Allez, je m'y risque Smile
masterkey(http://www.regardfc.com/t748p10-la-conversation-scientifique#30348) a écrit:  (...) Il faut rendre justice à Etienne Klein, la qualité de son émission tend à s'étioler mais il donnait déjà une émission passionnante avec l'éminent mathématicien Alain Connes le 17 février dernier sur le thème "Les mathématiques font-elles partie du monde réel ?" (...)
Passionnante ? Comme profane, j'ai entendu une conversation (le modèle chéri de France Culture) qui m'a laissé sur ma faim. Heureusement, masterkey, que vous être là pour rectifier la pédagogie défaillante des émissions scientifiques pointues. Voir d'ailleurs votre dernier post très informatif sur le numéro de la Méthode scientifique avec Alain Connes.

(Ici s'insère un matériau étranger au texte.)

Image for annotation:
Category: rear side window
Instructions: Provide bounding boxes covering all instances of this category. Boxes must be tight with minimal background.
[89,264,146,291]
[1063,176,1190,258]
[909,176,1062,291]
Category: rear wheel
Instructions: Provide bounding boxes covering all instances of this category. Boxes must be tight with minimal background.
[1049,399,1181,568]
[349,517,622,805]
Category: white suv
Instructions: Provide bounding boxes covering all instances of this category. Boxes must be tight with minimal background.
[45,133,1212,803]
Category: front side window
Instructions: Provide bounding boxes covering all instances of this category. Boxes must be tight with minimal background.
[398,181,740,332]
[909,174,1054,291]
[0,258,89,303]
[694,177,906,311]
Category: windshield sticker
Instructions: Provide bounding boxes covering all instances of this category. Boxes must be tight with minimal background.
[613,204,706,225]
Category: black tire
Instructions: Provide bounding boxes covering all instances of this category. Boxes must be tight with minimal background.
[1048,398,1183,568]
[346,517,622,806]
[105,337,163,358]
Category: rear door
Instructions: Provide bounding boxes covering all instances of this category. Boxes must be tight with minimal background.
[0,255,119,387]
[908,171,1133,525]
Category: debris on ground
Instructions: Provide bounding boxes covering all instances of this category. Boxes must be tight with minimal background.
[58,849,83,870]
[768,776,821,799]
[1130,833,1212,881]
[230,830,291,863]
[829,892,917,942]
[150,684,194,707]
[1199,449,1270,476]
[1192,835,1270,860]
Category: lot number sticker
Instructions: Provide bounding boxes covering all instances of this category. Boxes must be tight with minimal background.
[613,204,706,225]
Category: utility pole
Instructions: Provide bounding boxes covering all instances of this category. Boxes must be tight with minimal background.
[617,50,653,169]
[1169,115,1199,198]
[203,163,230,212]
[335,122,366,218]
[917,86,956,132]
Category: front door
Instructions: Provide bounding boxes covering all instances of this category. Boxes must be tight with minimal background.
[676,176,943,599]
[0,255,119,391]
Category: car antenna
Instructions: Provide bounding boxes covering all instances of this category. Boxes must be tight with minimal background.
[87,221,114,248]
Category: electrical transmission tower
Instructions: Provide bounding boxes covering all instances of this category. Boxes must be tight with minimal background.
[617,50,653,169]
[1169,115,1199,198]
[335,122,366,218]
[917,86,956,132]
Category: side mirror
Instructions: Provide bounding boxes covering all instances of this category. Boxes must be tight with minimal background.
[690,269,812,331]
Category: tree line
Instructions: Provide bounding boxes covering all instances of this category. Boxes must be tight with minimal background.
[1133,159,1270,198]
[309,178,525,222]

Ce sentiment de ne pas avoir été invité au festin du savoir est-il dû à  Étienne Klein, peut-être ? Du scientifique, on ne parlera pas des plagiats qui lui ont valu d'être démis de ses fonctions de président de l'IHEST par décret. On ne parlera pas non plus de la superficialité des entretiens sur sa passion, l'alpinisme (j'aimerais bien être payé pour converser agréablement sur ma passion) et sur les sujets qu'il ne maîtrise pas. On parlera en revanche de sa tendance à s'adresser à ses savants invités sur le mode de la flatterie infantile (pour aérer le sujet ?) : à Alain Connes (équivalent prix Nobel, 71 ans), il dit "Vous êtes un drôle d'oiseau" et "vous vous amusez comme un petit fou". Parfait pour Treiner, car il fait descendre le savant de son (hypothétique) piédestal, il "décrispe" l'antenne, il la rend goûteuse à ceux qui préfèrent la personnalisation au dur du sujet. On parlera aussi de sa fâcheuse disposition à interrompre son invité et à parler en même temps que lui. On a dû lui dire, en guise de seule formation à l'art de l'entretien radiophonique, qu'il ne faut pas que l'invité parle trop longtemps (maximum une minute de suite sans interruption ?), ce serait prise de tête. En résumé, dans un entretien avec M. Klein (dont personne ne niera le savoir), j'ai l'impression d'entendre principalement M. Klein, qui de temps en temps, pousse des soupirs et des sifflements d'admiration pour rappeler à l'auditeur comment il doit se sentir à l'écoute.
Il s'agissait surtout de discuter du dernier ouvrage d'Alain Connes, Le spectre d'Atacama, ouvrage qui sous couvert d'une intrigue romanesque, se propose d'exposer les vues de l'algébriste des hautes sphères sur ce qu'est la nature de l'Espace (pour ceux que ça intéresse, elle est pour lui fondamentalement spectrale). Ce roman fait suite au Théâtre quantique, enquête policière qui nous révélait alors la conception particulière du temps d'Alain Connes (le temps n'est pas, pour lui, une variable fondamentale mais une conséquence à grande échelle de la nature aléatoire et surtout non-commutative du monde quantique qui se trouve être, par ailleurs, le nôtre).
L'ouvrage a été écrit à trois et a comme sous-titre "Trio pour la fin du temps" en référence plaisante au Quatuor pour la fin du temps d'Olivier Messiaen dont on entend un extrait du 2e mouvement dans l'émission et qu'Alain Connes* analyse de manière passionnante du point de vue des mathématiques (de 19' à 27').
Il faut dire que pour l'invité du 17 février, le problème de la nature de l'espace-temps (de l'espacetemps écrirait Rovelli) est le problème principal de la physique, de même que celui de la structure des nombres premiers est pour lui celui des mathématiques, comme on peut l'entendre raconter, par exemple, dans cette conférence : [Alain Connes : Espace-temps, nombres premiers]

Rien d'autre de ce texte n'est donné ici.